Young Thug denied bond in RICO case

Young Thug denied bond in RICO case


Still from Young Thug’s initial virtual appearance in Fulton County Superior court, captured by 11 Alive.


 

Young Thug was denied bond at a hearing on Wednesday following a Monday indictment that charged him — as well as Gunna and 26 other alleged members of the Young Slime Life crew — with felony conspiracy to violate the Racketeer Influenced and Corrupt Organizations (RICO) Act. The celebrated Atlanta rapper, whose legal name is Jeffery Lamar Williams, faces an additional felony charge of participation in criminal street gang activity within the indictment and was hit with seven new felony charges outside the indictment after a raid on his home during his Monday arrest.

At the Wednesday hearing, held virtually under the jurisdiction of Fulton County Magistrate Court, Judge Robert Wolf clarified that he could only rule on bond in the case of the seven new felony charges, as the initial indictment is under the purview of Fulton County Superior Court. The state’s prosecutor recommended that Williams be denied bond, arguing that he poses a flight risk due to his considerable resources. He also held that Williams poses a “clear risk to hinder the administrations of justice,” as not all 28 of the men charged under the initial indictment have been apprehended.

Defense attorney Brian Steel told the court that Williams had deep ties within the Atlanta community and therefore did not pose a flight risk, also recounting Williams’ full compliance with the search of his home Monday, during which Steel was present. He further noted that Williams has never been convicted of a felony and implied that the open felony case against him stemming from drugs and firearms found during a traffic stop also involving Gunna — one of the predicate acts listed in the RICO case — is all but dead in the water after four years. Finally, he referred to Williams’ worldwide popularity, calling him “the Babe Ruth of the musical industry.” Based on these factors, he asked the court to grant Williams a signature bond, which does not require the deposit of any money or property as collateral.

Judge Wolf sided with the state, denying Williams’ bond on the grounds of his flight risk and adding that he also would pose a risk of committing additional felonies if he were released, citing the four-year-old open case. Steel argued that Wolf’s ruling would set a precedent for the Superior Court to deny bond. Wolf disagreed: “I’m only making a decision today, based on what’s in front of me now,” he said.

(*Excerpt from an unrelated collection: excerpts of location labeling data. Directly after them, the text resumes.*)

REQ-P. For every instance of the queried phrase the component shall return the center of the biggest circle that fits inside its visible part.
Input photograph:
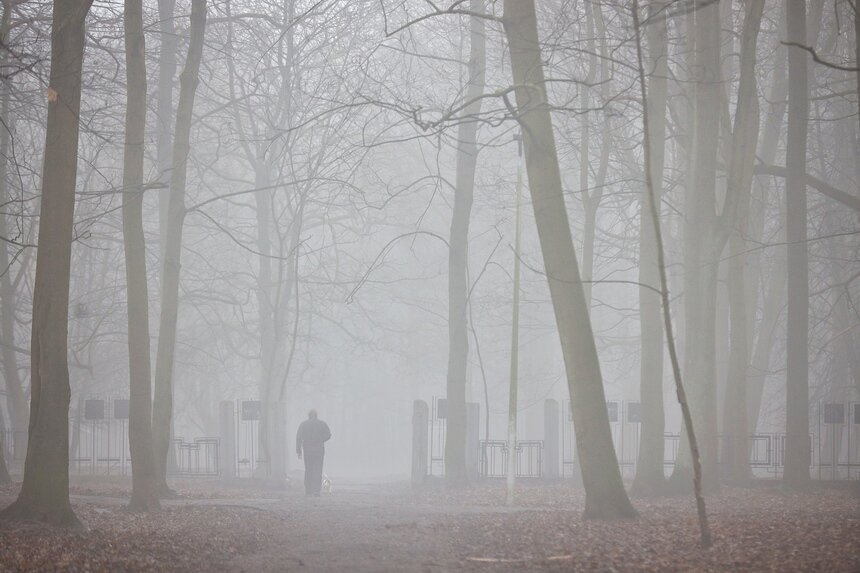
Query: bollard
(227, 450)
(550, 439)
(420, 424)
(473, 441)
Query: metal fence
(494, 455)
(198, 458)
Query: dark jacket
(312, 434)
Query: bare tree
(162, 413)
(649, 468)
(605, 495)
(144, 493)
(797, 452)
(458, 250)
(44, 493)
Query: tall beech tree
(601, 477)
(458, 283)
(144, 492)
(162, 413)
(44, 494)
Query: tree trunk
(744, 138)
(164, 135)
(16, 402)
(650, 478)
(458, 281)
(162, 413)
(605, 495)
(702, 248)
(797, 452)
(44, 493)
(144, 485)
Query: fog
(595, 257)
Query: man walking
(310, 440)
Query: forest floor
(364, 528)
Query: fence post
(278, 441)
(227, 449)
(420, 423)
(473, 425)
(550, 439)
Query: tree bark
(164, 101)
(162, 413)
(16, 402)
(144, 485)
(44, 493)
(702, 246)
(458, 282)
(605, 495)
(744, 138)
(650, 478)
(797, 452)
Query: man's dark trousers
(313, 472)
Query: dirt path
(382, 528)
(364, 529)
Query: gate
(528, 458)
(99, 437)
(198, 458)
(438, 420)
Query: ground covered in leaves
(212, 527)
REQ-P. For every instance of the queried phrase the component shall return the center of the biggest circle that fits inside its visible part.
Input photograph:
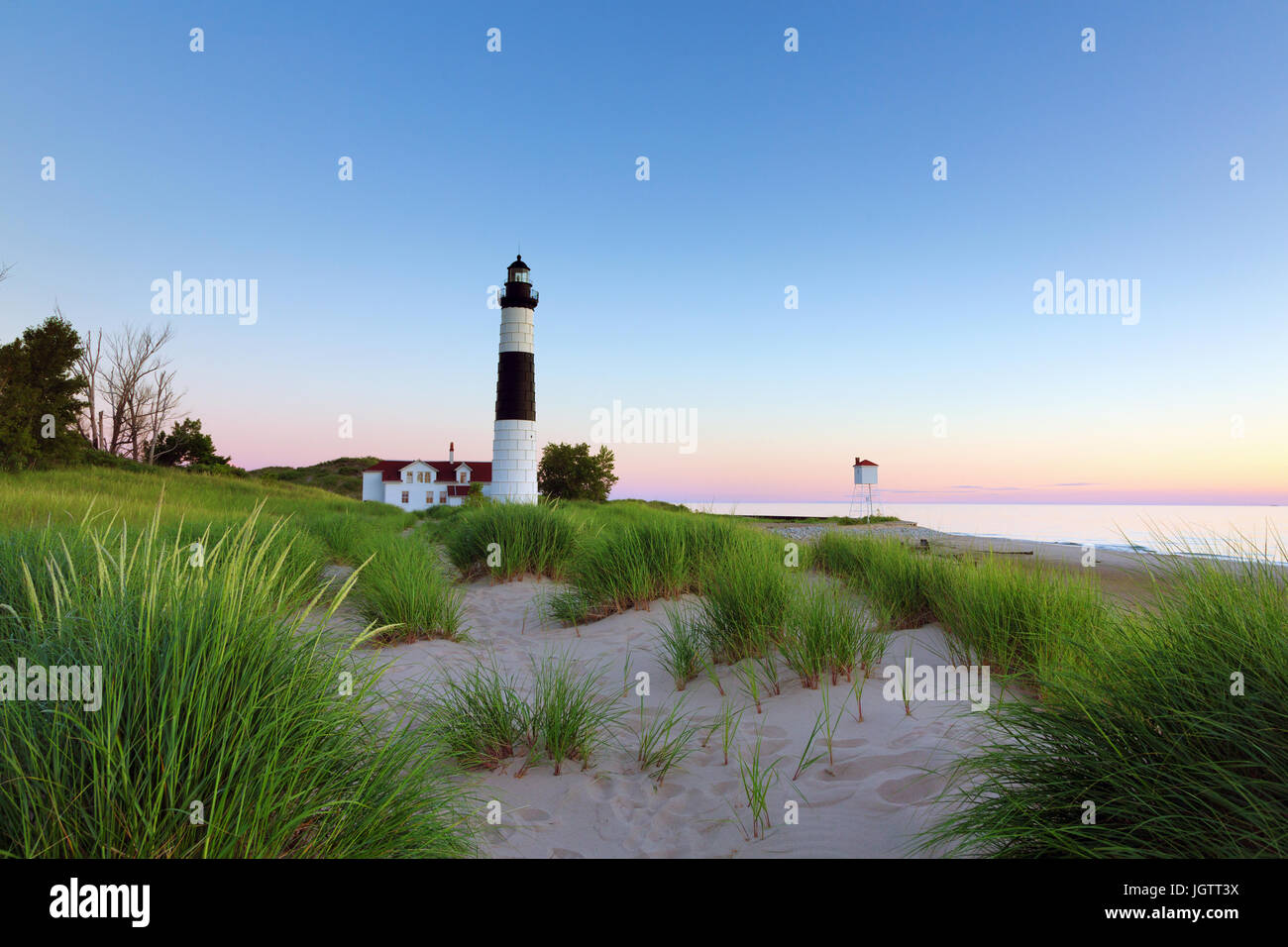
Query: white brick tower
(514, 438)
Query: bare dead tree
(134, 393)
(90, 421)
(162, 403)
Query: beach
(868, 801)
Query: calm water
(1107, 526)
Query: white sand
(870, 802)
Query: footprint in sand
(529, 815)
(906, 789)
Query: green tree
(187, 446)
(40, 395)
(571, 472)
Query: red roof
(390, 471)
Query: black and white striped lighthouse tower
(514, 438)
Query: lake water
(1233, 530)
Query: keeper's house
(417, 484)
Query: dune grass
(403, 589)
(827, 633)
(746, 594)
(484, 718)
(681, 650)
(1020, 620)
(884, 571)
(520, 539)
(480, 716)
(570, 718)
(1175, 729)
(226, 729)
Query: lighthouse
(514, 438)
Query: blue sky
(768, 169)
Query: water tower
(864, 478)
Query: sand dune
(868, 802)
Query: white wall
(514, 462)
(372, 486)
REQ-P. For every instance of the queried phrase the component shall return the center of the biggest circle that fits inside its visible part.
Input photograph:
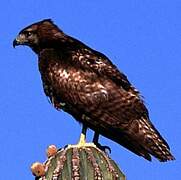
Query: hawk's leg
(82, 140)
(96, 142)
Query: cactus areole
(81, 163)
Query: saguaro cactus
(77, 163)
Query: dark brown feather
(85, 83)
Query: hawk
(87, 85)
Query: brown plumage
(84, 83)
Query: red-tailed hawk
(87, 85)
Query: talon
(106, 149)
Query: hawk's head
(40, 35)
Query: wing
(103, 98)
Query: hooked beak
(20, 40)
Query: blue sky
(142, 37)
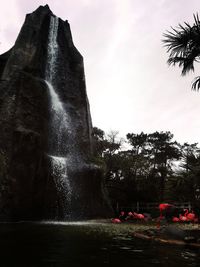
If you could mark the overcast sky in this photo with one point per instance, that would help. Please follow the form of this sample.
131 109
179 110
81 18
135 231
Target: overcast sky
129 85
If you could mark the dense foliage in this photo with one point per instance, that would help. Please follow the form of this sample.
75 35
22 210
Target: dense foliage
153 167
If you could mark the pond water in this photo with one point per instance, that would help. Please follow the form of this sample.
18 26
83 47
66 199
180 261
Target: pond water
85 244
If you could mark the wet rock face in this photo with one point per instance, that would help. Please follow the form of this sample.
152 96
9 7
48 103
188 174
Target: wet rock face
27 186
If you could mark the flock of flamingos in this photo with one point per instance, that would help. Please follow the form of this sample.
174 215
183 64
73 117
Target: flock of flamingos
187 216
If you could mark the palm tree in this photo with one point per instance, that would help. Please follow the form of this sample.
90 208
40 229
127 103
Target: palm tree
183 46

Gunna, whose legal name is Sergio Giavanni Kitchens, faces only the broad-strokes racketeering charge at this time. Judge Wolf mentioned during Williams’ hearing that Kitchens had appeared in his court earlier in the day and that his case is a “different situation” as his sole charge falls under the initial indictment. 11 Alive, the Atlanta news channel that first reported on Williams’ hearing, also reports that Kitchens was denied bond in his initial hearing, clarifying that the judge had said he would “absolutely… consider bond” based on the merits of the case, but that he doesn’t have the authority to do so before the Superior Court makes its ruling.

However, an attorney for Garland Samuel & Loeb, P.C. — the firm representing Kitchens — told The FADER Kitchens had not yet had his initial bond hearing, and declined to offer any further information. The FADER has also reached out to Brian Steel for comment.